I personally hear no influence from Pantera in Limp Bizkit. I do hear a lot of rap influence and Korn influence in there.


----------



## Zepp88 (Jul 24, 2008)

...it's the epitome of metal. It's a bunch of dudes getting trashed and playing some brutal fucking music.


----------



## WonderPat (Jul 24, 2008)

Naren said:


> I personally think gangster rap lyrics are the worst in the world and old rap was mostly about, like you said, real experiences or about having fun with your friends or whatever, but then it turned into about how cool it was killing people, raping women, sleeping with prostitutes, stealing money, being rich, being in gangs, and so on.
> 
> But, me disliking it doesn't change the fact that it's still rap. And I think complaining about it is just silly. If you don't like it, just don't listen to it.
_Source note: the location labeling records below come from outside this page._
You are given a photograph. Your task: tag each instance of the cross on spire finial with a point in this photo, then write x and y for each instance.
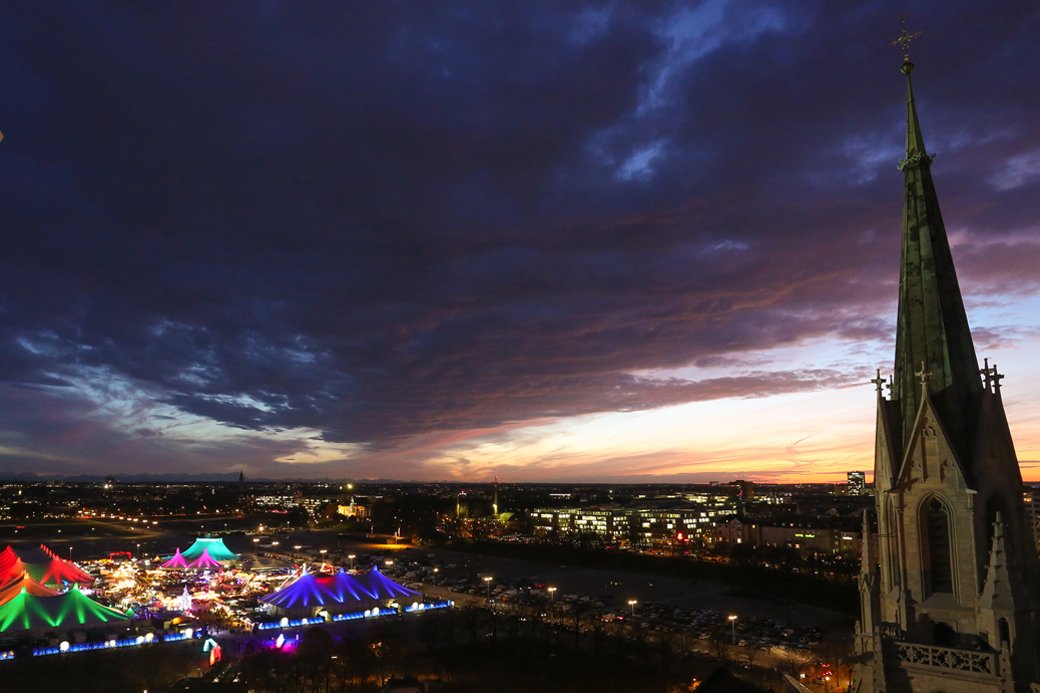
(878, 381)
(996, 377)
(987, 375)
(905, 39)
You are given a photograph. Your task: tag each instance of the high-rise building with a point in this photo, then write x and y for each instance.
(857, 483)
(949, 595)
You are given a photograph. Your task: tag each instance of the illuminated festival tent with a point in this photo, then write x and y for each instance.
(42, 564)
(213, 545)
(341, 590)
(13, 588)
(304, 591)
(374, 582)
(26, 612)
(176, 561)
(204, 562)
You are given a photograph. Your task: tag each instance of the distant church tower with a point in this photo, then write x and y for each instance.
(949, 595)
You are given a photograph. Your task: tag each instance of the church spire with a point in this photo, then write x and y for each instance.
(932, 328)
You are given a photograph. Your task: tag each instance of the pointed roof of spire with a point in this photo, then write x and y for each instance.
(996, 590)
(932, 331)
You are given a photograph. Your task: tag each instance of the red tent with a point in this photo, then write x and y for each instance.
(15, 587)
(42, 564)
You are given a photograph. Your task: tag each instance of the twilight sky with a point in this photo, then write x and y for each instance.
(545, 240)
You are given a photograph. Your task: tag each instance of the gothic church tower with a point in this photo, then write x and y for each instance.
(949, 596)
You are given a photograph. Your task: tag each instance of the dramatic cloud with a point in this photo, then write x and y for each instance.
(380, 240)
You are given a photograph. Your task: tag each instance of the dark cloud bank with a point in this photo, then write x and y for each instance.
(388, 220)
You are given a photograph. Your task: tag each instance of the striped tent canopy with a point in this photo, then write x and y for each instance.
(14, 587)
(340, 589)
(213, 545)
(205, 562)
(26, 612)
(42, 564)
(176, 561)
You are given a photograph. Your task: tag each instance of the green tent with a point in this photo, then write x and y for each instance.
(27, 612)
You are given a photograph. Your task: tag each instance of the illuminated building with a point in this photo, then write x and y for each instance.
(947, 599)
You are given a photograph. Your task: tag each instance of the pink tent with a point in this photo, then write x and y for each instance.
(176, 561)
(205, 562)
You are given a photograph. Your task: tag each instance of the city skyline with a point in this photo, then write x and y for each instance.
(602, 242)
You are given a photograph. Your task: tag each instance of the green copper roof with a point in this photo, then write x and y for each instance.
(932, 328)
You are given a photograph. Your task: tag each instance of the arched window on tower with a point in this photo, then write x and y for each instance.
(937, 556)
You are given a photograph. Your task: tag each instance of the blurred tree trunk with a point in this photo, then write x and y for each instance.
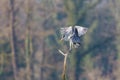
(28, 40)
(12, 37)
(114, 6)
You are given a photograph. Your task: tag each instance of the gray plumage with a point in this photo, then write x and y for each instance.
(73, 34)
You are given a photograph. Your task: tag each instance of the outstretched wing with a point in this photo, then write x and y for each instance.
(66, 32)
(81, 30)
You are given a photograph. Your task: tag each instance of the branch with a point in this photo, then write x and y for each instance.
(62, 53)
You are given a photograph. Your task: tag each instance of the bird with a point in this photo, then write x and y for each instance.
(73, 34)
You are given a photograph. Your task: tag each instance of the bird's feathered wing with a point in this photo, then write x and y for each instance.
(66, 32)
(81, 30)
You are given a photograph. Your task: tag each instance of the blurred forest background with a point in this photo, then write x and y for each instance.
(30, 39)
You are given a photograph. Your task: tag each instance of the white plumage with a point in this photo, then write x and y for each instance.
(73, 34)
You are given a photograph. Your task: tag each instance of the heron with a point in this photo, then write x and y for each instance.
(73, 34)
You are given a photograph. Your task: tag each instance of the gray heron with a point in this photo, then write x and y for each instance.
(73, 34)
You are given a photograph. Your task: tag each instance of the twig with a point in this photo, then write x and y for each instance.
(64, 65)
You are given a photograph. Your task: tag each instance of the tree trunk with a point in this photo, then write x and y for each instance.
(12, 38)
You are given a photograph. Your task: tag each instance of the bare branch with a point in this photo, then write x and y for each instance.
(62, 52)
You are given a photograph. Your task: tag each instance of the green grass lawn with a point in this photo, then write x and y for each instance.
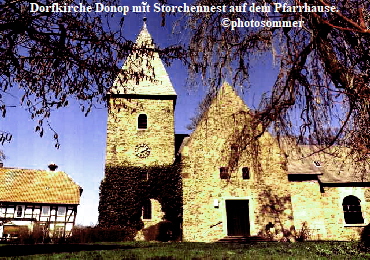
(148, 250)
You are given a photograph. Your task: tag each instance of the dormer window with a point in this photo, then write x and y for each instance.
(142, 121)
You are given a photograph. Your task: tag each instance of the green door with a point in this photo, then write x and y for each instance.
(237, 212)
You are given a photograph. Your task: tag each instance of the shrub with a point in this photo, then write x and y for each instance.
(99, 234)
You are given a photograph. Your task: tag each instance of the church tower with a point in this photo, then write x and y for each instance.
(141, 110)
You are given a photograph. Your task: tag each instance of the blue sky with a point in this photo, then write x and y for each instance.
(83, 139)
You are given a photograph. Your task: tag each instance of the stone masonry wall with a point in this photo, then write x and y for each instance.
(123, 134)
(209, 149)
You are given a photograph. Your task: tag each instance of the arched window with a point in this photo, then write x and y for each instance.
(352, 210)
(245, 173)
(147, 209)
(142, 121)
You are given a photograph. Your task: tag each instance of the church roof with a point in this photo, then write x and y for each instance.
(37, 186)
(332, 165)
(150, 78)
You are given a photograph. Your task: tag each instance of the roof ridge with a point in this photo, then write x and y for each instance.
(150, 78)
I'm really not complaining. I know that doesn't do any good. Its really just all in fun, man. Sure, all of what I've said doesn't change the fact that Groove Metal fits the aesthetics of metal. But that doesn't mean that it isn't fun for me to say that its sucks and that its not 'real' metal!


----------



## Stealthdjentstic (Jul 24, 2008)

WonderPat said:


> 'Vulgar Display of Power' has done more damage to thrash metal than any other album I can think of off the top of my head. I hate how dumbed down and trendy it is; this is where Limp Bizkit and friends got their inspiration. That's why I say Pantera sucks.



So if you inspire me to play guitar, and i suck, therefor it means you cant play guitar and suck?!?!?

Explain.


----------



## Naren (Jul 24, 2008)

WonderPat said:


> I'm really not complaining. I know that doesn't do any good. Its really just all in fun, man. Sure, all of what I've said doesn't change the fact that Groove Metal fits the aesthetics of metal. But that doesn't mean that it isn't fun for me to say that its sucks and that its not 'real' metal!
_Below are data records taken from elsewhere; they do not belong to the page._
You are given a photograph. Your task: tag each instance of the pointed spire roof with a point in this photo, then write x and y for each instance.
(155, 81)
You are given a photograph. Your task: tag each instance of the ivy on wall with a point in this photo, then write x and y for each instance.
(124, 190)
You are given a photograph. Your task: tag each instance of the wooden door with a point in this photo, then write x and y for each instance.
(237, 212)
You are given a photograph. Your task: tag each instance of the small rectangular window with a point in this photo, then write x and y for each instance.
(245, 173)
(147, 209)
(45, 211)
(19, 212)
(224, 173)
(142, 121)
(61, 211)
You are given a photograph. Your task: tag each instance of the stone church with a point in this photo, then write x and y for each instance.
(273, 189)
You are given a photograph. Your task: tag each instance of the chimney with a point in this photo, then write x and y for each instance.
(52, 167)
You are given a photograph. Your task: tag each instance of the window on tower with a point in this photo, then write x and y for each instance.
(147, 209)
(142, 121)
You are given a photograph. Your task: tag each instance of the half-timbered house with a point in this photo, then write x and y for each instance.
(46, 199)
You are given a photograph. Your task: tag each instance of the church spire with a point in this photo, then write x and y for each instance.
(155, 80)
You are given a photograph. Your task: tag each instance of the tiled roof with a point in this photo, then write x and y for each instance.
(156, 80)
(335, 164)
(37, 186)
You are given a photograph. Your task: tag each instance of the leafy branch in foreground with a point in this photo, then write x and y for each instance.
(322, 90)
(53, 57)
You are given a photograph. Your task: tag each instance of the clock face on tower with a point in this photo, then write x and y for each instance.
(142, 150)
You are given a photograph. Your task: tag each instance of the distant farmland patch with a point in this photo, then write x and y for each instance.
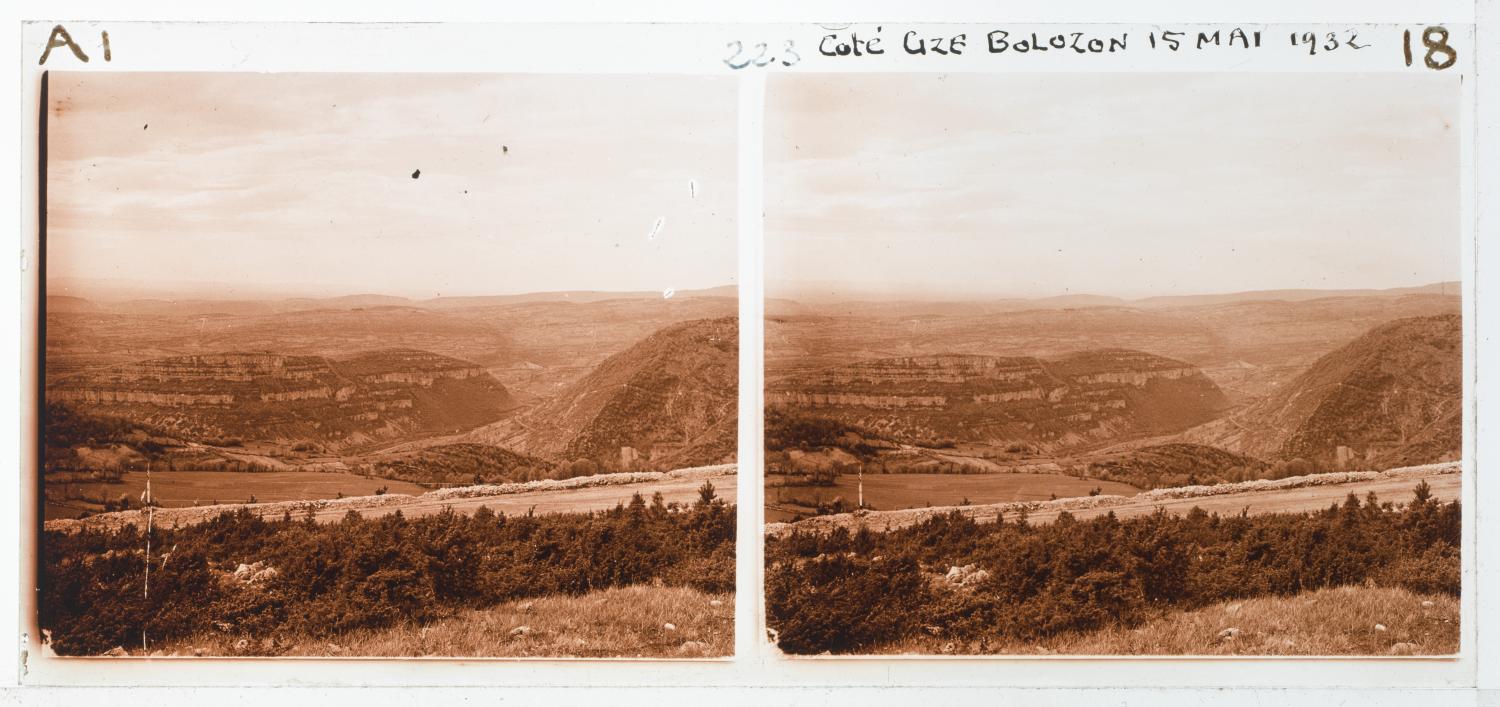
(203, 488)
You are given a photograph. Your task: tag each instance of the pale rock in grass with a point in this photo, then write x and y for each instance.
(1401, 649)
(966, 575)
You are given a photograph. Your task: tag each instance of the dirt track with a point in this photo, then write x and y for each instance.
(1295, 500)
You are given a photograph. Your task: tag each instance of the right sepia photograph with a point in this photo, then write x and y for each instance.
(1113, 364)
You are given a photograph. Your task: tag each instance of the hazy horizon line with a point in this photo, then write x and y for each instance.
(918, 293)
(126, 290)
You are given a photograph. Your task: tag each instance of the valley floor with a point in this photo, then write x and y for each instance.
(629, 622)
(1329, 622)
(1395, 485)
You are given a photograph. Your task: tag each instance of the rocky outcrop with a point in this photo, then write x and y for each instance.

Reminds me of the Manowar thing with the "True metal" where they only consider classic metal/power metal as true metal and all forms of extreme metal as "false metal." It's really arbitrary when it comes down to that.


----------



## WonderPat (Jul 24, 2008)

That's right!! Because if *I *inspired you to play guitar, then you'd better ROCK or else I have failed as a musician!


----------



## Stealthdjentstic (Jul 24, 2008)

WonderPat said:


> That's right!! Because if *I *inspired you to play guitar, then you'd better ROCK or else I have failed as a musician!



i dont know what to say


----------



## Naren (Jul 24, 2008)

WonderPat said:


> That's right!! Because if *I *inspired you to play guitar, then you'd better ROCK or else I have failed as a musician!



Then I guess Black Sabbath and Iron Maiden pretty much suck.

As does pretty much every band that's ever come out.


----------



## WonderPat (Jul 24, 2008)

Naren said:


> Reminds me of the Manowar thing with the "True metal" where they only consider classic metal/power metal as true metal and all forms of extreme metal as "false metal." It's really arbitrary when it comes down to that.



Manowar is the Chuck Norris of metal. Do not speak ill of them!


----------



## Zepp88 (Jul 24, 2008)

Something I always wonder when people drop in here to defend their honor......


How did you even find this thread dude?


----------



## Naren (Jul 24, 2008)

I assume he checked the source of the people viewing his group and they were all coming from a thread on sevenstring.org.


----------



## elrrek (Jul 24, 2008)

WonderPat said:


> Manowar is the Chuck Norris of metal. Do not speak ill of them!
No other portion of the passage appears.